9 Ağustos 2017 tarihinde yayınlanmıştır.
Ey Bişr! Sen, bizim adımıza ta'zîm edip yerden kaldırdın, temizleyip güzel kokular sürerek sakladın. Biz, azîmü'ş-şân da seni bütün günâhlarından arındırdık ve senin adını dünyâ ve âhiretde yüce kıldık.Gerçekden de öyle olmuş. Bişr el-Hafî, tövbe ve istiğfâr ederek bütün günâhlarından arınmış, halk arasında sevilip sayılmış, ismi her yerde ta'zîm ile anılmış. Hattâ, Hazret, yalın ayak gezdiğinden ayağına pislik bulaşmaması için köpekler bile bulunduğu yerlerde gezdiği cadde ve sokaklara pislememişler.
Bişr el-Hafî adı, ehl-i îmân arasında hürmet ve muhabbetle anıldı ve kıyâmete kadar da anılmağa devam edecekdir. Yalnız bu kadar mı? Bişr el-Hafî'yi gökdeki melekler de tebcîl edecekler ve âhiretde de bütün mahşer halkından aynı saygıyı görecekdir. Zîrâ her kim ki, Allah'ın isimlerinin esrârını bilir ve kadrini ta'zîm eylerse, o kimseye Allah hem dünyâda hem de âhiretde ta'zîm eder, o kulunu iki cihanda da zikreder ve o kulunun zikrini bâkî ve ebedî kılar.

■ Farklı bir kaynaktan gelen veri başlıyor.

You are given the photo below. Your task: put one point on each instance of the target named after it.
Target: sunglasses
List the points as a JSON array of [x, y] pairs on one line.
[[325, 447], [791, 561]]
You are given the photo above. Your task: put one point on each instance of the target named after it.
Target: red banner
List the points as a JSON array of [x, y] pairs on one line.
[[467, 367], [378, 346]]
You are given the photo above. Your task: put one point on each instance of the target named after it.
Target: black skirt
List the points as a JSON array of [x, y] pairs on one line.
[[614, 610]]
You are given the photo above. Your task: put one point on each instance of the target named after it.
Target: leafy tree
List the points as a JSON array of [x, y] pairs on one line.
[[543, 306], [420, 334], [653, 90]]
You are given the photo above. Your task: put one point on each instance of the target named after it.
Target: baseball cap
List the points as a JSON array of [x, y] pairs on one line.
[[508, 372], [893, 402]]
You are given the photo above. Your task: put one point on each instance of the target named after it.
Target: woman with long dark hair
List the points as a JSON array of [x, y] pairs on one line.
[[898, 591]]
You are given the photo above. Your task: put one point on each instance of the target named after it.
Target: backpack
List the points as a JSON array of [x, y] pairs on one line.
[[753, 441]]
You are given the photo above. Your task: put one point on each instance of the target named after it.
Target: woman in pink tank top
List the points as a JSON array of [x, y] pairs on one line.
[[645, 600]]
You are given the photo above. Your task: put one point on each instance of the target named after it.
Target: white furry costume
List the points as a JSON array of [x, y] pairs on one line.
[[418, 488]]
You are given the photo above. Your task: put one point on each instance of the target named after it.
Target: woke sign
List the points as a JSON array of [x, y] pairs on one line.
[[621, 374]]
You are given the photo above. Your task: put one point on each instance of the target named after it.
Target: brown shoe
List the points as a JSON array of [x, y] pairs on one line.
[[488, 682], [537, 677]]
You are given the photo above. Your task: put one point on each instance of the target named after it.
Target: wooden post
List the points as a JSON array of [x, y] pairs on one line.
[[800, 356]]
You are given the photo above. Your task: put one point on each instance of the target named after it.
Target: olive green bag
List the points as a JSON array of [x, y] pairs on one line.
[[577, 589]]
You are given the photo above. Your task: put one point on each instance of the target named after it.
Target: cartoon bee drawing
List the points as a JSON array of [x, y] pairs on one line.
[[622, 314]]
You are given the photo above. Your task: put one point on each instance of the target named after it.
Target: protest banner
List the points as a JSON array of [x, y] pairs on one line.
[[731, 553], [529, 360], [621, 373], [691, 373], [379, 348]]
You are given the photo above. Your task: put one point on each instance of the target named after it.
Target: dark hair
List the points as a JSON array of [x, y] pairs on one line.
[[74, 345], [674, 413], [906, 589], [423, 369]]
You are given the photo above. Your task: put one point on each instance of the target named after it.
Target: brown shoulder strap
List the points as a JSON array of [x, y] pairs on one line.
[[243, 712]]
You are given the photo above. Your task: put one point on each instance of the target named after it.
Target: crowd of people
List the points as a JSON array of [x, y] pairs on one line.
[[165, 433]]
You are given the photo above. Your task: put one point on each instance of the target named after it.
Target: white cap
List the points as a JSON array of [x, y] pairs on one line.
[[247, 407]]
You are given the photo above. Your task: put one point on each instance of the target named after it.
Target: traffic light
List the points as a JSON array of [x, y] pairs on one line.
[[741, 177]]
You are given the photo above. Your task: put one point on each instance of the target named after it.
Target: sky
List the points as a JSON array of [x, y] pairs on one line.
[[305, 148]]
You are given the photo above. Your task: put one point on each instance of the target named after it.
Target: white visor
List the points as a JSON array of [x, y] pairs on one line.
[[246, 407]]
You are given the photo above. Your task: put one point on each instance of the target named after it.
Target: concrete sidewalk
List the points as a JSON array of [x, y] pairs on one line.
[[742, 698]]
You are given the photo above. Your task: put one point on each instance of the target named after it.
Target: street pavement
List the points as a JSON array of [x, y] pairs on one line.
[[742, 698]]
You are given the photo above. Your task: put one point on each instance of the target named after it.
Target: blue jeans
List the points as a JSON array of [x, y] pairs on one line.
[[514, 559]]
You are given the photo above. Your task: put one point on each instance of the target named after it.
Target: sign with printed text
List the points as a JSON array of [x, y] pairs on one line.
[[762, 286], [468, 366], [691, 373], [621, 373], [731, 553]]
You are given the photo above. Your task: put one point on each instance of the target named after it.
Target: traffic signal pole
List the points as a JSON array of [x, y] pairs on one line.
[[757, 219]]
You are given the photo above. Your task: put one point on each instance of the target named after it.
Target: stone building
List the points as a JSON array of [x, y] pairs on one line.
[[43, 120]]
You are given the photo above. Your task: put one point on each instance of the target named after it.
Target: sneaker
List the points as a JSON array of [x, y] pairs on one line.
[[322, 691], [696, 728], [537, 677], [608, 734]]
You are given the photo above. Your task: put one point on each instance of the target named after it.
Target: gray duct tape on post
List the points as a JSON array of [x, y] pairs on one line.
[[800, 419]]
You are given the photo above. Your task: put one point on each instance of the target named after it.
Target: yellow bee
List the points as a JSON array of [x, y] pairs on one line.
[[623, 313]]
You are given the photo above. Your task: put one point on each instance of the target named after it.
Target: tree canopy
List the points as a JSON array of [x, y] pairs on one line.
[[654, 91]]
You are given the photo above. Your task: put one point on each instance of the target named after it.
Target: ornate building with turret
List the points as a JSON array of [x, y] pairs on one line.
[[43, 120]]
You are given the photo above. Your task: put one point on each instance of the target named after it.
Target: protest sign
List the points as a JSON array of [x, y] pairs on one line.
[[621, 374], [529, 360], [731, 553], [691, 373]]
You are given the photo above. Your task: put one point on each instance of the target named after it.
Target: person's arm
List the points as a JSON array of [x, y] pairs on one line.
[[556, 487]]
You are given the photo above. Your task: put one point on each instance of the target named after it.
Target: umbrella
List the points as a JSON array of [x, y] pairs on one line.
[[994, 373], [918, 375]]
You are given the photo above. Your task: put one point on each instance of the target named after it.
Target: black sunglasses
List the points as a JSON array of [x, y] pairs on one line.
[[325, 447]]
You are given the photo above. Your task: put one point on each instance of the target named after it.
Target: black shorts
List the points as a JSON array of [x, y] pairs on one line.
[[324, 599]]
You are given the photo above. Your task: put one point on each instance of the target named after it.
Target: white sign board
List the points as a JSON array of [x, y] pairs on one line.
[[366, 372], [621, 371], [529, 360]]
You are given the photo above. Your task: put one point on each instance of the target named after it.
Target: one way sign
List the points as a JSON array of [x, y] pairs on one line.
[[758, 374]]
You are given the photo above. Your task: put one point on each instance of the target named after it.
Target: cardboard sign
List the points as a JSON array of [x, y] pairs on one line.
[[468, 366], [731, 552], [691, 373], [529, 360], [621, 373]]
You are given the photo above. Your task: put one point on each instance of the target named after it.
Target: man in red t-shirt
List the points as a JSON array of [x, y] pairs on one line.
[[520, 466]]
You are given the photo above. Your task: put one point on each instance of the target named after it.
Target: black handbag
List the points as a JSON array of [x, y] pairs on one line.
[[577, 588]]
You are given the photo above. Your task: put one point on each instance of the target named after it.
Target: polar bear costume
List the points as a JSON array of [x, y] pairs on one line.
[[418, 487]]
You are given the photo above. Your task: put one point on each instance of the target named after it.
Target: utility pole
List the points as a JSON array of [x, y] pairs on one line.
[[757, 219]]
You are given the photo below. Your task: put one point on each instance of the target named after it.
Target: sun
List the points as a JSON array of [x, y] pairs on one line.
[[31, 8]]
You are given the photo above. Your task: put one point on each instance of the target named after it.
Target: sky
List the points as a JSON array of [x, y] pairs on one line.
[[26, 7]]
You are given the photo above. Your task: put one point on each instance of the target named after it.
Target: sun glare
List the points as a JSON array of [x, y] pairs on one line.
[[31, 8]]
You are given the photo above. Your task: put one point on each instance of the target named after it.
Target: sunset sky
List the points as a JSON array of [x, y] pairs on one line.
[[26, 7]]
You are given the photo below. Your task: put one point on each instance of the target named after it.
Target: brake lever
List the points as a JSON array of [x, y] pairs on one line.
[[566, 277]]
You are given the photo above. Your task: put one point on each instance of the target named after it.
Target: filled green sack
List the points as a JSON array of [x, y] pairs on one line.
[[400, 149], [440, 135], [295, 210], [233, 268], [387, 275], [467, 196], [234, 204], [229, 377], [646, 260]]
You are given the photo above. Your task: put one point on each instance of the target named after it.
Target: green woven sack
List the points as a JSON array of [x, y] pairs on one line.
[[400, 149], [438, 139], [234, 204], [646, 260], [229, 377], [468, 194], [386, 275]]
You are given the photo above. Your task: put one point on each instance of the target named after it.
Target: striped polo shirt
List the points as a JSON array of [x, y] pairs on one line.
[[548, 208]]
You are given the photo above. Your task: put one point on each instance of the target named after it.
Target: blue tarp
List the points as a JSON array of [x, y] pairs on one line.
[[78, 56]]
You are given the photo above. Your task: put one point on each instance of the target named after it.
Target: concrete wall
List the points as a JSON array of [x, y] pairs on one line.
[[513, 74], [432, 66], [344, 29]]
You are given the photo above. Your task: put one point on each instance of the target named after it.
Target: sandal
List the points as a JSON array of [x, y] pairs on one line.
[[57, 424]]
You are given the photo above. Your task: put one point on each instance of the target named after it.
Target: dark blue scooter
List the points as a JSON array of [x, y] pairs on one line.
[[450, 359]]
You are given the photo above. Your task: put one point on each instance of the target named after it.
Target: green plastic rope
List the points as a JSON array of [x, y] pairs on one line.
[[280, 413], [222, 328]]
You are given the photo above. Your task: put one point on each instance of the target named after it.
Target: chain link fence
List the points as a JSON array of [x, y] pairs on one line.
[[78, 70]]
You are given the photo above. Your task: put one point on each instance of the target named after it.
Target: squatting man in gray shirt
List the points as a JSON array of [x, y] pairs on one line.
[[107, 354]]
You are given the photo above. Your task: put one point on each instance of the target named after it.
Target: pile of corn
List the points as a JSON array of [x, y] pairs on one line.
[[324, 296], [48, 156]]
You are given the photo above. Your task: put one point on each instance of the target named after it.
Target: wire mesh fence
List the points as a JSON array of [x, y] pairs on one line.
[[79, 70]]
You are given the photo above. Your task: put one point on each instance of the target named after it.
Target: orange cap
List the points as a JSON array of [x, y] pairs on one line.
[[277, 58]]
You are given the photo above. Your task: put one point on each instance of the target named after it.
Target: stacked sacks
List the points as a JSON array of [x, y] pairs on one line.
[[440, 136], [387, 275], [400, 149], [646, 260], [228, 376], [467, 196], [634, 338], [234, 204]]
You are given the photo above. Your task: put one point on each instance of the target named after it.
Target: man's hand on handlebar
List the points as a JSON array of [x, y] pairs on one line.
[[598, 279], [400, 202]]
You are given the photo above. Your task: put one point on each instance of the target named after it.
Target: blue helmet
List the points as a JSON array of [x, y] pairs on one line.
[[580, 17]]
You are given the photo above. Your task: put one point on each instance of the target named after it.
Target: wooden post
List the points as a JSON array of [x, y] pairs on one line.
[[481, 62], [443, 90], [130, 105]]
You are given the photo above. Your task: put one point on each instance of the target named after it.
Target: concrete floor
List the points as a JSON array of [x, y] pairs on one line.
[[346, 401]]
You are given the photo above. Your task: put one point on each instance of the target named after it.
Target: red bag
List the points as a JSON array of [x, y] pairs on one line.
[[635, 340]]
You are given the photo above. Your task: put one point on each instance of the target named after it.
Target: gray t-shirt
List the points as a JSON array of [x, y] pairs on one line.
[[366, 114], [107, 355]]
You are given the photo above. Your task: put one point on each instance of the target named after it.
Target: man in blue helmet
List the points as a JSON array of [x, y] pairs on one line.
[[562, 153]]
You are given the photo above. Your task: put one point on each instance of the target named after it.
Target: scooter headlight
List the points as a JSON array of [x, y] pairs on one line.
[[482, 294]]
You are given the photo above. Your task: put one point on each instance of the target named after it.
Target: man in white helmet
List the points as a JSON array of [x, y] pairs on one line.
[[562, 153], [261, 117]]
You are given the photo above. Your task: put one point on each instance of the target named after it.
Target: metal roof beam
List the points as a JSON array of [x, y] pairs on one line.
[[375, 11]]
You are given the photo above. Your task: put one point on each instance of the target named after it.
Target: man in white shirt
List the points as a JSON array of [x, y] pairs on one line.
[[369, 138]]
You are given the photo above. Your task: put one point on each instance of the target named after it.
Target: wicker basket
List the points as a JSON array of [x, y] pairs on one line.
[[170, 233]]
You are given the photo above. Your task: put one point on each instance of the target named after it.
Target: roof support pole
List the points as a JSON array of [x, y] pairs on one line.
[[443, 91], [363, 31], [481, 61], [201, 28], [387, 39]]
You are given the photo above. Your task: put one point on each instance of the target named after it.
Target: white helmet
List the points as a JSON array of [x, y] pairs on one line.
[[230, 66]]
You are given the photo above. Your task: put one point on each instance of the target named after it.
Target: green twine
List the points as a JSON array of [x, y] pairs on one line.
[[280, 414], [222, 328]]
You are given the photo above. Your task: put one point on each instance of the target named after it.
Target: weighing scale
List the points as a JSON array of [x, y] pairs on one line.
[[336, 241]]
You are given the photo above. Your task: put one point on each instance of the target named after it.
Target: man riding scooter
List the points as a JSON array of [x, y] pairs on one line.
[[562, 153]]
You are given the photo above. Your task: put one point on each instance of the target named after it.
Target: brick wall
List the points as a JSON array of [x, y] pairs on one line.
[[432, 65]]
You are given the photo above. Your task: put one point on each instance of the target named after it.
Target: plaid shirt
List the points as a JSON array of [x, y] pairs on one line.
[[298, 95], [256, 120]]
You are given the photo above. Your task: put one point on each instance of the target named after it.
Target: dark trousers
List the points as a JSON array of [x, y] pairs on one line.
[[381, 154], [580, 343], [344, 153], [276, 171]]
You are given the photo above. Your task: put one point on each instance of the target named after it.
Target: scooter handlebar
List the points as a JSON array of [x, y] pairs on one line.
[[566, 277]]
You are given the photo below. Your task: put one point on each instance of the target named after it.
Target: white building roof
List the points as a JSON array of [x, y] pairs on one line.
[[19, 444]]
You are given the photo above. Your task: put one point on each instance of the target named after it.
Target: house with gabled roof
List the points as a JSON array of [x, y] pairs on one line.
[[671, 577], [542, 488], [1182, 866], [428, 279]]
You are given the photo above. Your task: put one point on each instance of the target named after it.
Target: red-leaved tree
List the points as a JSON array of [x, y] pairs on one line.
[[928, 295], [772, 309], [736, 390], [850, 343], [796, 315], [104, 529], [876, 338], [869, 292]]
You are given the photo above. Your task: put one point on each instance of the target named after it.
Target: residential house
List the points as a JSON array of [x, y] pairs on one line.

Unutmamalıdır ki, kulun izzet ve rıf''ati, taşla, toprakla, çamur ve çimento ile bina yükseltmekle değildir. Böyle olduğunu zannedenler aldanıyorlar. İzzet ve devlet, Allah'ın esmâsına ta'zîm ile elde edilir. Saray ve köşk yaptırmakla, mal ve mülk ile, fakîr ve yoksullara "desinler, söylesinler, sevsinler" diye başa kakarak yapılan yardımlarla bir şeyler yaptıklarını sananlar, yakın bir gelecekde ne kadar yanlış bir yolda olduklarını anlayacaklardır. Fakat bu pişmanlığın kendilerine hiçbir yararı olmayacakdır. Asıl büyüklük, Allah'a itâat ve ta'zîm, fakîr ve yoksullara tevâzu ile yardım ve kendi aczini düşünmekdir.